Sitting suspended from 6.30 pm to 7.30 pm

The Ethnic Communities Council of Queensland expressed similar concerns, but from the viewpoint of the visa holder. It stated that, if the legislation and regulations are too severe, visa holders themselves may be disadvantaged by the measures.

Thirdly, there are concerns about the sponsor obligations and the enforcement regime, the most significant complaint being the lack of availability of the regulations. Many witnesses and submissions questioned how to comment on the impact of a bill when its most vital component, namely the regulations, was not known. This uncertainty is already impacting on employers currently considering sponsoring 457 visa applicants. Concerns about the unavailability of the content of the regulations are also particularly relevant to the issue of enforcement and the proposed inclusion of the civil penalty provisions for failure to satisfy sponsorship obligations, resulting in a maximum penalty of $6,600 for an individual per offence and $33,000 for a body corporate. There is a lack of clarity about the element of ‘fault’, no statutory defence options and no ministerial discretion apparent in the bill.

Concerns are further heightened by the effect of transitional arrangements whereby current sponsors will have to comply with the new sponsorship obligations, and accompanying civil penalties, when the new provisions commence. Indeed, the Senate report retains serious misgivings about some aspects, and for penalties of this nature it is arguably appropriate that the scheme clearly include elements of fault or the availability of relevant statutory defences, or both, and for this to be apparent in the bill and not left to prescription by regulation.
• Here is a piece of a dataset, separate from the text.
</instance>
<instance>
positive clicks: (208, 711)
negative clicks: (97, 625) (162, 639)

Other areas of concern raised in the Senate report include: the proposed 140L test regarding barring of sponsors; penalties for multiple breaches; the potential damage to small business; the mandatory sanction provision in proposed section 140L(2), which could be harsh and unworkable, especially in relation to partnerships and unincorporated associations; the lack of detail about the proposed scheme for inspectors and lack of enforcement powers; and proposed section 140Z, which seeks to make it a criminal offence, punishable by up to six months in prison, for a person to fail to produce a document or thing to an inspector by a specified time—not less than seven days—and which lacks any defence.

Fourthly, repeated and significant concerns were raised about the application of new obligations to existing sponsors, referred to as retroactive or retrospective. The transitional provisions apply to several categories of existing sponsors. Whilst DIAC was at pains to point out that the effect of the bill is not retrospective, Fragomen Global lawyers observed:

… the fundamental point—

is—

that sponsors are going to be deemed to accept the new obligations at the point where they are introduced by regulation.

Major stakeholders have raised objections about the potential costs of this approach, including the need to redraft and renegotiate contracts and revise many aspects of current business practice, as well as about the added complexity of assessing the impact of the bill in the absence of the detail of the regulations. DIAC is opposed to managing two systems whilst obligations expire, but the report calls for DIAC to give consideration to allowing sponsors to seek exemption from new obligations that would impose extreme hardship.

Other issues of concern raised in the inquiry, but not examined, include the lack of clarity about certain terms, employers hopping on the part of subclass 457 visa holders and privacy issues. In conclusion, the coalition, notwithstanding its concerns, does not want to delay the protection of workers and therefore will support the passage of the bill.

Debate (on motion by Senator Wong) adjourned.

Ordered that the resumption of the debate be made an order of the day for a later hour.